Peoples Bank & Trust
1. Charge Off Overdrafts at 30 days: Peoples Bank & Trust has considered this issue and with Impacts recommendation, has created a collection process designed to minimize losses to Peoples Bank & Trust while still focusing on customer retention. This process is designed to make systematic contact with the customers and determine which customers wish to cure their negative balance and which are deserving of being charged off. This process has been used for quite some time and we believe that it efficiently manages the risk to our bank. Accordingly, PB&T would advocate that overdrafts be allowed up to an aging of sixty (60) days prior to charging off an overdraft but in no event less than forty-five (45) days as regulations currently require. 2. Unused Commitment Reporting: The proposed guidelines provide that the amount of unused commitments should be reported in regulatory reports when an institution routinely communicates the available amount of overdraft protection. Impact has advocated loss reserves be maintained by PB&T and that these reserves be based on the historical performance of the overdraft protection service. However, reporting in the manner suggested by the guidelines would, in PB&T opinion, greatly overstate the risks associated with this product.
The proposed regulations suggest that notices be provided containing certain specific information upon the first overdraft paid under the service as well as later uses of the privilege. PB&T would not argue that a notice should be issued promptly upon an overdraft being created. However, the systems which financial institutions frequently use do not accommodate inclusion of the type of additional information suggested by the guidelines.

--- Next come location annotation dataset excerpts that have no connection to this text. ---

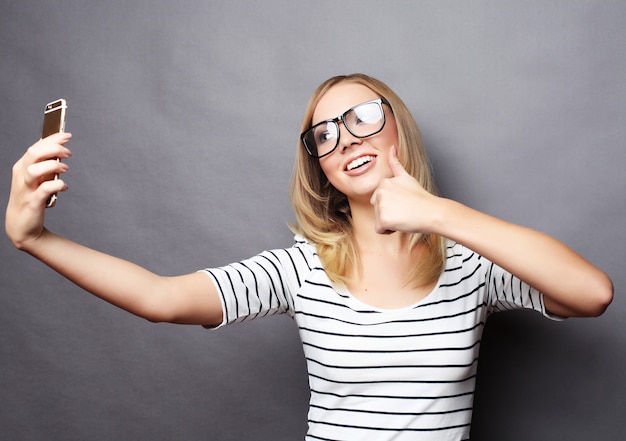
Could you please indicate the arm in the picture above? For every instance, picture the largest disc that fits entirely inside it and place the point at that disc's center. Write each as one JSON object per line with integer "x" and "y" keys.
{"x": 190, "y": 299}
{"x": 571, "y": 286}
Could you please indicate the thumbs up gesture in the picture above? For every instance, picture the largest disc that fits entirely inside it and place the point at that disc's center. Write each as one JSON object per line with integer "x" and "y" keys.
{"x": 401, "y": 203}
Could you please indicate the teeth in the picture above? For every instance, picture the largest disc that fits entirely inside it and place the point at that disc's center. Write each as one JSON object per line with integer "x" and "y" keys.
{"x": 359, "y": 162}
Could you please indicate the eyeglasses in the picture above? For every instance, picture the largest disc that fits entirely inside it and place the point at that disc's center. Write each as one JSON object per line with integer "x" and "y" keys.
{"x": 361, "y": 121}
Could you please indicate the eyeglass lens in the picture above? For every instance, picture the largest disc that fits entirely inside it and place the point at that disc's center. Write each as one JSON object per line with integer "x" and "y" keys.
{"x": 361, "y": 121}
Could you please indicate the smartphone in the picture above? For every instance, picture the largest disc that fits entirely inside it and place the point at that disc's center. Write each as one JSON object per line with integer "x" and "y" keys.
{"x": 53, "y": 122}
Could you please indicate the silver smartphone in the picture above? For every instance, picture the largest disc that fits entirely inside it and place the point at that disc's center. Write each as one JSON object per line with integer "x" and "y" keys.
{"x": 53, "y": 122}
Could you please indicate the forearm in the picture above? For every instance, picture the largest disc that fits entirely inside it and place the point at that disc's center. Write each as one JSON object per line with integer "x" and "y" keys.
{"x": 115, "y": 280}
{"x": 571, "y": 285}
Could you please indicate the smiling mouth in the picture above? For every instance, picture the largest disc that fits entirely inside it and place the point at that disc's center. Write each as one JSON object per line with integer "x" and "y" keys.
{"x": 359, "y": 162}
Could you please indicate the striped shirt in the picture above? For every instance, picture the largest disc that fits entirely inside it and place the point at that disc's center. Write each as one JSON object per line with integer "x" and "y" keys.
{"x": 401, "y": 374}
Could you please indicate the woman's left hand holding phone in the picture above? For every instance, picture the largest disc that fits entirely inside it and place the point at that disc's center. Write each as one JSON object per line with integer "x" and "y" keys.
{"x": 30, "y": 190}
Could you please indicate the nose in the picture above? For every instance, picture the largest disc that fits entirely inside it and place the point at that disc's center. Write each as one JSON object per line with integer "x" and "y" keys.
{"x": 347, "y": 139}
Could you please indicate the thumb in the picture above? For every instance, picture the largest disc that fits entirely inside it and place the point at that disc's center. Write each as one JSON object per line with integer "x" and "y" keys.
{"x": 394, "y": 162}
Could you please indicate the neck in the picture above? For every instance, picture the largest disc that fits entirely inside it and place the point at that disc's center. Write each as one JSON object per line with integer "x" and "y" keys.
{"x": 366, "y": 237}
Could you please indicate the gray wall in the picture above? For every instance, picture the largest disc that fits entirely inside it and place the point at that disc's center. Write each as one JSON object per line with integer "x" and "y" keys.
{"x": 185, "y": 116}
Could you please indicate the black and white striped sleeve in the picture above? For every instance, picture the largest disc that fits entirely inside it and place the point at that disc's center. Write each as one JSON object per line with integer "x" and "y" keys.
{"x": 260, "y": 286}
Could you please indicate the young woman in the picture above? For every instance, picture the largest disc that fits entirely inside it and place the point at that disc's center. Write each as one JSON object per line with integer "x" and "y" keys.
{"x": 390, "y": 285}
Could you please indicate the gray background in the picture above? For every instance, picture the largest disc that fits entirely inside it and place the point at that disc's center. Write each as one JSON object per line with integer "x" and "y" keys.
{"x": 185, "y": 118}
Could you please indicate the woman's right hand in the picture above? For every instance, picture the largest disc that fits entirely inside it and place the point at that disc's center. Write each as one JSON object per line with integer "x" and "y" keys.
{"x": 30, "y": 190}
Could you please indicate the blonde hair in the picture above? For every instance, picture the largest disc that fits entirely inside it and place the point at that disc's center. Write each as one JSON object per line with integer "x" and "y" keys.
{"x": 322, "y": 212}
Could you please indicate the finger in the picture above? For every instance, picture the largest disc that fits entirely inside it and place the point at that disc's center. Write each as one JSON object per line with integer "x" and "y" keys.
{"x": 48, "y": 188}
{"x": 52, "y": 146}
{"x": 394, "y": 162}
{"x": 43, "y": 171}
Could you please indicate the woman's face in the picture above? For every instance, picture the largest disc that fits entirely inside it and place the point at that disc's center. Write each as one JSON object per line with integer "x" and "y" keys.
{"x": 357, "y": 165}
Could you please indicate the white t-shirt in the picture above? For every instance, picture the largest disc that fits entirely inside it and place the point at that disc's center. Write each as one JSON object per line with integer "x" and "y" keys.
{"x": 377, "y": 374}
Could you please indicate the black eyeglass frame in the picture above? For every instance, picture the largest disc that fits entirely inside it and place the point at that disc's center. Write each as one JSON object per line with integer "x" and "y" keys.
{"x": 379, "y": 101}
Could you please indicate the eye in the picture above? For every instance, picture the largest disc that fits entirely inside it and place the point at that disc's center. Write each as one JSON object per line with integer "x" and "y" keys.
{"x": 325, "y": 132}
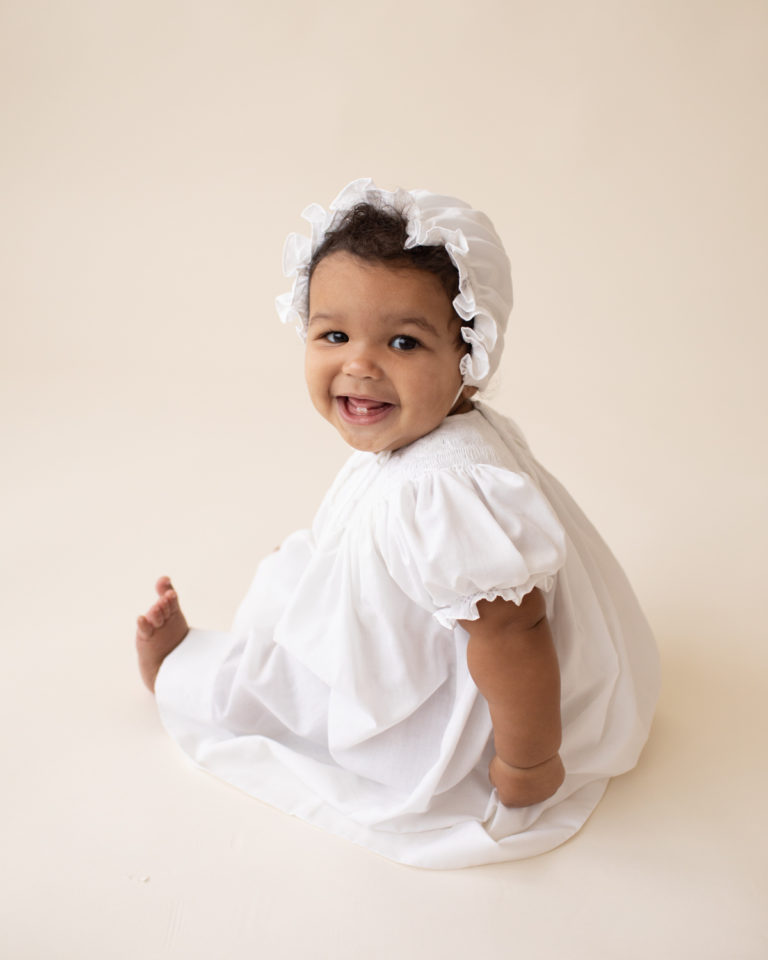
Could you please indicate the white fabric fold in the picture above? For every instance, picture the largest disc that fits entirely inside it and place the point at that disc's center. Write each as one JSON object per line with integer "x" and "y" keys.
{"x": 342, "y": 694}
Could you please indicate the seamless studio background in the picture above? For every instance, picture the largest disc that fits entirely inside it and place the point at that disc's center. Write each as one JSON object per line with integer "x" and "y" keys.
{"x": 154, "y": 155}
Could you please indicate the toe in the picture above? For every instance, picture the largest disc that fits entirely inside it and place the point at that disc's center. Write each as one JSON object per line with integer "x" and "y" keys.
{"x": 163, "y": 585}
{"x": 155, "y": 616}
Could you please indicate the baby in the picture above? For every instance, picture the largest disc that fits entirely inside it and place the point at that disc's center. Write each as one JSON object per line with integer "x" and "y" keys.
{"x": 450, "y": 664}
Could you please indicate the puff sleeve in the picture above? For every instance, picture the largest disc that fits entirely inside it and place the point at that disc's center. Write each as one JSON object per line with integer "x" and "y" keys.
{"x": 460, "y": 535}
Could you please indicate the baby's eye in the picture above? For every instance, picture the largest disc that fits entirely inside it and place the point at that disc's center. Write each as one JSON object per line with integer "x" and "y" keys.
{"x": 402, "y": 342}
{"x": 335, "y": 336}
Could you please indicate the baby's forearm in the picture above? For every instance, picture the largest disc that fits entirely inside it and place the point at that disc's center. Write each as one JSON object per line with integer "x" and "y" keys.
{"x": 512, "y": 659}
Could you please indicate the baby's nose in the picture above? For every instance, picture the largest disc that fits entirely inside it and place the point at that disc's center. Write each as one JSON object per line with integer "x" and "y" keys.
{"x": 362, "y": 363}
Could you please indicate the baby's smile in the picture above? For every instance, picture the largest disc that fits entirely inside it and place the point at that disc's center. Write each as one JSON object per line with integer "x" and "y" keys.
{"x": 382, "y": 361}
{"x": 363, "y": 410}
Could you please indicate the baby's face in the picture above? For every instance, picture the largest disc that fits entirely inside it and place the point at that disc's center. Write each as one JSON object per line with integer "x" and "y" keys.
{"x": 382, "y": 359}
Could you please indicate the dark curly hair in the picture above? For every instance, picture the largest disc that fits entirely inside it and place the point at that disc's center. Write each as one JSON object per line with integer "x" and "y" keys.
{"x": 378, "y": 234}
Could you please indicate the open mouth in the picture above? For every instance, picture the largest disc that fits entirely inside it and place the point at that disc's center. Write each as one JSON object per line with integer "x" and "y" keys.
{"x": 362, "y": 410}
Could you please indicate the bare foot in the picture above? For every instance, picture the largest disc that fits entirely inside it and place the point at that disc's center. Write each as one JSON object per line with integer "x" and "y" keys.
{"x": 158, "y": 632}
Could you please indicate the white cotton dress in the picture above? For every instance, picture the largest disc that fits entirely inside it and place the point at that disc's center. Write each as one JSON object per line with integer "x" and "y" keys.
{"x": 342, "y": 695}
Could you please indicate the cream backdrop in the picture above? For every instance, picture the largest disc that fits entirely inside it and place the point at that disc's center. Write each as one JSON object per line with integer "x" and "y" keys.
{"x": 153, "y": 155}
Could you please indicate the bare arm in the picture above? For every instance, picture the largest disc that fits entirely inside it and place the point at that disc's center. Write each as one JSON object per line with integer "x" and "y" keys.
{"x": 513, "y": 661}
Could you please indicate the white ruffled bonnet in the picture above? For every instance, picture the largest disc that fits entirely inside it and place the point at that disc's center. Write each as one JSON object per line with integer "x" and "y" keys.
{"x": 485, "y": 279}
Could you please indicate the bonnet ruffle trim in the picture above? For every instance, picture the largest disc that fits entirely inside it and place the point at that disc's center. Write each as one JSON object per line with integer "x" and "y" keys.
{"x": 485, "y": 286}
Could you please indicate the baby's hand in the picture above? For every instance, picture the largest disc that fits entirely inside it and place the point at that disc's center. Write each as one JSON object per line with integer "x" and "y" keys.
{"x": 524, "y": 786}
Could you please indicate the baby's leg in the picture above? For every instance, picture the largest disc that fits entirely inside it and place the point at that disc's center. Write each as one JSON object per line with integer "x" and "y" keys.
{"x": 161, "y": 630}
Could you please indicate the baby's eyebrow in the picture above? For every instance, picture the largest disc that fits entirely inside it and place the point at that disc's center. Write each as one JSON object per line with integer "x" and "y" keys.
{"x": 421, "y": 322}
{"x": 321, "y": 316}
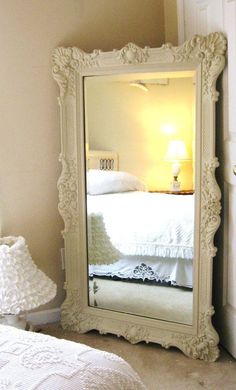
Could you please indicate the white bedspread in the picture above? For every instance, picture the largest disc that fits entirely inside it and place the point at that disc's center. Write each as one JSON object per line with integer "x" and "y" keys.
{"x": 30, "y": 361}
{"x": 139, "y": 223}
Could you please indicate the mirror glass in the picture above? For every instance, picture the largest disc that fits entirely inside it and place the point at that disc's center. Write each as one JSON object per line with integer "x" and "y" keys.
{"x": 140, "y": 165}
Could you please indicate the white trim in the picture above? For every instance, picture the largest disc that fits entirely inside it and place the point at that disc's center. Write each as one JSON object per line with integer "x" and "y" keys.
{"x": 44, "y": 316}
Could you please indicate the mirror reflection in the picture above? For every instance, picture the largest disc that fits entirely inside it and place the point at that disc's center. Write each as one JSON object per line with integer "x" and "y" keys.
{"x": 140, "y": 157}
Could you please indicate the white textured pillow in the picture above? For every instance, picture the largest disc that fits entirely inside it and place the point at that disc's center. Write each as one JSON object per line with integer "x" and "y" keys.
{"x": 105, "y": 182}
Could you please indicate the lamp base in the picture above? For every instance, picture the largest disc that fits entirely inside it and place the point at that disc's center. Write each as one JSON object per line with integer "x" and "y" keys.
{"x": 15, "y": 320}
{"x": 175, "y": 186}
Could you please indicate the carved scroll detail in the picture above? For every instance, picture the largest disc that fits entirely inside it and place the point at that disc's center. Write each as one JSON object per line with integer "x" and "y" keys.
{"x": 134, "y": 333}
{"x": 67, "y": 187}
{"x": 73, "y": 316}
{"x": 132, "y": 54}
{"x": 68, "y": 61}
{"x": 210, "y": 207}
{"x": 209, "y": 51}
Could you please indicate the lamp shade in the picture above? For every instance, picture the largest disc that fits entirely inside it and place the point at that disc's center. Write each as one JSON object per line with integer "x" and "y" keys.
{"x": 22, "y": 285}
{"x": 176, "y": 151}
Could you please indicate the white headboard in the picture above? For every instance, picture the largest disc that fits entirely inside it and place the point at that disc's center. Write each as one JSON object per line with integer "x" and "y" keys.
{"x": 102, "y": 159}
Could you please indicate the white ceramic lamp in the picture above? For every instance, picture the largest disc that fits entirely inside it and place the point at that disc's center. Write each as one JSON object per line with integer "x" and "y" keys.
{"x": 176, "y": 153}
{"x": 23, "y": 286}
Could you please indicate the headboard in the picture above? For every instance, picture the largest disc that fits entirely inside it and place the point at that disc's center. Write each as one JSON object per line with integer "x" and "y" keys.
{"x": 102, "y": 159}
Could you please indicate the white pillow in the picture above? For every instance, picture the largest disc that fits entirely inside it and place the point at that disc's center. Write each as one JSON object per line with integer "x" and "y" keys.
{"x": 104, "y": 182}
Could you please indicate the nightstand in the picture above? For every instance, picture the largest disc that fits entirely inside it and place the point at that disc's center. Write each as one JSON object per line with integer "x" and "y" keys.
{"x": 181, "y": 192}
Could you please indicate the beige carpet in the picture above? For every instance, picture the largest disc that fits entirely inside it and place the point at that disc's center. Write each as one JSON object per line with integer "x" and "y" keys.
{"x": 161, "y": 369}
{"x": 154, "y": 301}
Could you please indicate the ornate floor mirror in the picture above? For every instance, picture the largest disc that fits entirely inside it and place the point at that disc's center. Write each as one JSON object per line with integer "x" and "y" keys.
{"x": 137, "y": 191}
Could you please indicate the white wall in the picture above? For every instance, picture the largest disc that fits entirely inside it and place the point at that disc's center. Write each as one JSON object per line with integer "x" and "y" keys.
{"x": 29, "y": 114}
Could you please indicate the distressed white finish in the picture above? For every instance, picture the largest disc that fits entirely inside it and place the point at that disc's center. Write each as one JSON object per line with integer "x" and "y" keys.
{"x": 205, "y": 55}
{"x": 220, "y": 15}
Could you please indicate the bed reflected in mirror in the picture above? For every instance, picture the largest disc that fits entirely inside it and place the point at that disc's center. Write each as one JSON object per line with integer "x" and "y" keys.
{"x": 140, "y": 166}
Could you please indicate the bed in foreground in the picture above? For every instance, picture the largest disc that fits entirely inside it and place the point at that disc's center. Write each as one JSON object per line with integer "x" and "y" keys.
{"x": 30, "y": 361}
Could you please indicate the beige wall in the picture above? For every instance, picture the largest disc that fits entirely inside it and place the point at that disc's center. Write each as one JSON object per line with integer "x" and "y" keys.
{"x": 29, "y": 114}
{"x": 171, "y": 26}
{"x": 132, "y": 123}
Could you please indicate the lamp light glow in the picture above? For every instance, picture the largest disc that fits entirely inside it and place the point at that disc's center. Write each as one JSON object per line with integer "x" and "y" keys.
{"x": 176, "y": 152}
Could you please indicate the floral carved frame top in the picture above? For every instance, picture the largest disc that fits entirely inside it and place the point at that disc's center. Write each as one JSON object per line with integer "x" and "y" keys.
{"x": 205, "y": 55}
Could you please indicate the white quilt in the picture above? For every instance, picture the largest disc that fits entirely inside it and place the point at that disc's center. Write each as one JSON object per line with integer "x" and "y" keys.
{"x": 139, "y": 223}
{"x": 32, "y": 361}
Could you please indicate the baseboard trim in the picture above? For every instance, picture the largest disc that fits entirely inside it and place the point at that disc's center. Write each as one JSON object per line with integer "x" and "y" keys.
{"x": 44, "y": 316}
{"x": 226, "y": 322}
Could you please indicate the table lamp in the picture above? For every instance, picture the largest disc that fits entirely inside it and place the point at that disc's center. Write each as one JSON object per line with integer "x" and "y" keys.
{"x": 176, "y": 152}
{"x": 23, "y": 286}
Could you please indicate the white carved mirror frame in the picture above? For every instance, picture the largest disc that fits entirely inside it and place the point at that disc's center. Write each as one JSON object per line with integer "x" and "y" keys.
{"x": 205, "y": 55}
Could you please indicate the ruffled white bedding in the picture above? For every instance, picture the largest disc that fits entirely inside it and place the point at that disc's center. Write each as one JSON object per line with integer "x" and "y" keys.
{"x": 176, "y": 272}
{"x": 30, "y": 361}
{"x": 139, "y": 223}
{"x": 141, "y": 235}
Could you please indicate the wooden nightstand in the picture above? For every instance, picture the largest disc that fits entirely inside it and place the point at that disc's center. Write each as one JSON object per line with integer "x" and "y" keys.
{"x": 181, "y": 192}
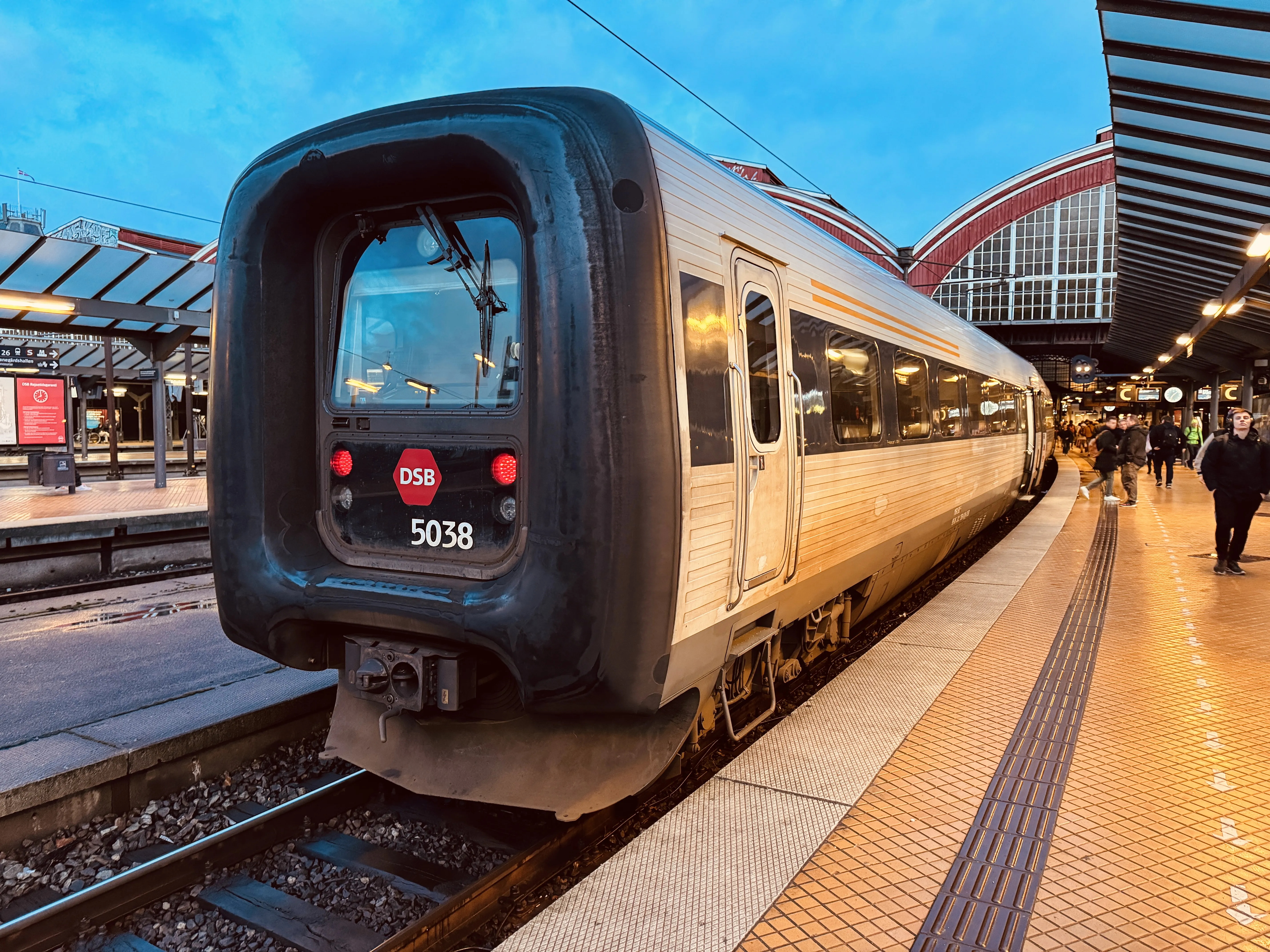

Accordingly, PB&T would suggest that this suggestion be deleted. 4. Repayment plans: The guidelines suggest that repayment arrangements which are formalized between a depositor and a bank should be charged off when the underlying overdraft has aged past thirty (30) days. PB&T has experienced a high degree of success in utilizing repayment plans and find that they provide an additional safety net for the customers. These repayment arrangements also produce a small degree of risk during the period in which they are being paid according to their terms. Accordingly, PB&T would suggest that current and performing repayment plans not be charged off.